Lead Critic Matt Trueman on So it Goes, and Standby for Tape Back-up

★★★★
theatre review (edinburgh) | Read in About 4 minutes
Published 10 Aug 2014

Hannah Moss lost her father in 2006. The following year, Ross Sutherland’s grandfather passed away. Both artists are trying to express that experience in their respective shows, but both are struggling to find the words. After all, how do you talk about something as vast and unknowable as death? How do you begin to describe an emotion like grief, raw and irreducible as it is?

Moss turns to silence in So It Goes (4 stars). She was 17 when her dad died, five years after being diagnosed with cancer, and for a long time, she couldn’t talk about it. Here, she follows suit, keeping schtum to remarkable effect. Instead of narrating events, she writes everything down on a small whiteboard that hangs from her neck. Her marker pen squeaks as the words slowly emerge. “I’m not speaking,” she scrawls. “It’s easier.”

That decision elevates So It Goes above other cartoons-on-cardboard-style shows. It retains the playfulness you’d expect from Lecoq grads—X-rays that come out of nowhere, diagnoses pulled from picnic hampers—but Moss’s vow of silence elevates everything.

More than anything, it enforces economy. Those whiteboards can’t hold more than a few words at a time, so there’s no scope for self-indulgence. Moss’s final moments alone with her father are captioned, simply, ‘Bye Dad’ – two words that say everything and nothing at once. They get nowhere close to the enormity of that moment, of course, but in the process they become universal. What else is there to say? What else could anyone say?

Moss is joined onstage by David Ralfe, who pops on running shorts and retro specs to play her dad, and a skirt and pink coat as her mum. The mere fact of his performance is enough – watching one friend helping another to make so personal a show is just gorgeous – and the show feels equally egoless, concerned only with heartfelt honesty.

It’s that which brings on tears in the end – and not just quiet, angel tears, either. By its final scene—a gorgeous, expansive (and, ok, totally sentimental) tribute—I was bawling big, guttural sobs.

Sutherland, on the other hand, spouts words half at random in Standby for Tape Back-up (5 stars). He’s found a VHS tape he and his grandfather used as a sort of video scrapbook. For years, they’d record titbits of television onto it, one clip over another, and the result is a layered miscellany of moving images and nostalgic pop culture: a scene from Ghostbusters, the Fresh Princetheme tune, an old Natwest ad, nineties football, the credits for Jaws.

Our brains are hardwired to find meaning, even where none exists. They seek out connections that aren’t there. Keeping that in mind, Sutherland uses the tape as a writing aide: his poems are spun out of the onscreen images but twist off into big themes of grief, depression, memory, death – all of them vast, insurmountable ideas. Bel Air turns into a metaphor for some sort of afterlife; a Crystal Maze challenge sprouts a philosophy of time. Sutherland rewinds each clip and starts a new poem, finding new meanings, further truths in alternative details.

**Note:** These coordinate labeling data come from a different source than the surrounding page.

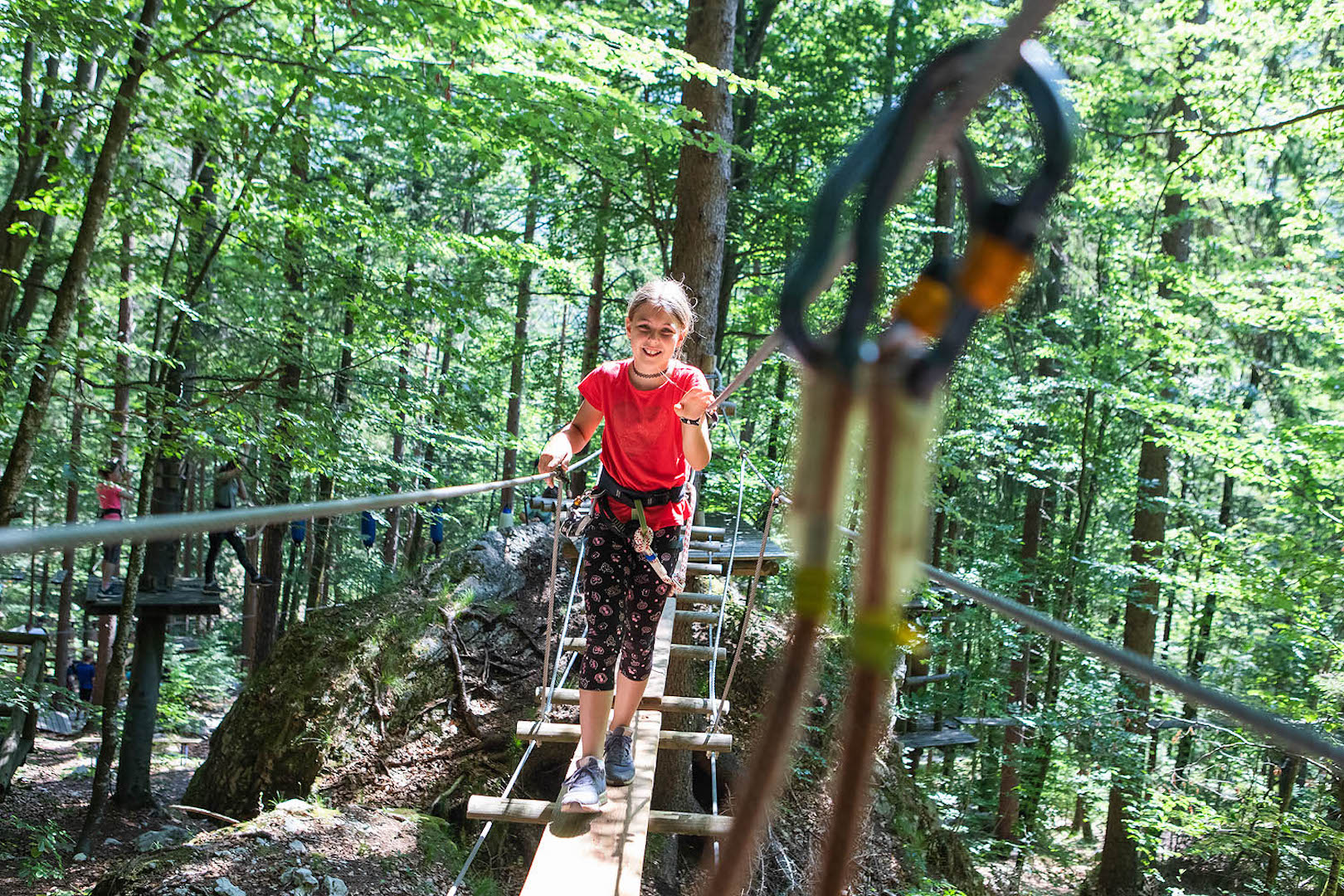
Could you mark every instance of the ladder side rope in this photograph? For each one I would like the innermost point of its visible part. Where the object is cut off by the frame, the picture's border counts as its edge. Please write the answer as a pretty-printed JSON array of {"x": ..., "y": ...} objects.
[
  {"x": 1296, "y": 738},
  {"x": 550, "y": 586},
  {"x": 169, "y": 525},
  {"x": 718, "y": 635},
  {"x": 548, "y": 692}
]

Individually, these poems are astonishing: jokey in their flippant nods to the video, but hugely profound on top of that. However, it’s the way they add up together that makes Standby for Tape Back-up extra-extraordinary.

This one scrappy video tape—so banal an object, so nearly lost—comes to reflect the human brain in its entirety: the mechanism of memory; its jumble of cultural references that make up an identity; the tape’s deterioration that echoes senile decay. There’s much more besides, all of it built out of coincidence and resonance: the comfort of the known and familiar; the urge to recapture the past and the dead; the knowledge that, one day, Sutherland’s tape will get wiped or chewed by accident and make this entire show unperformable. Standby for Tape Back-up has a shelf-life. It will die a death of its own.

I’ve rarely found myself so rapt by a piece of theatre, nor felt so enlightened en route. Yet Sutherland wears that wisdom so lightly that this never feels wrought or lecturing. Superb.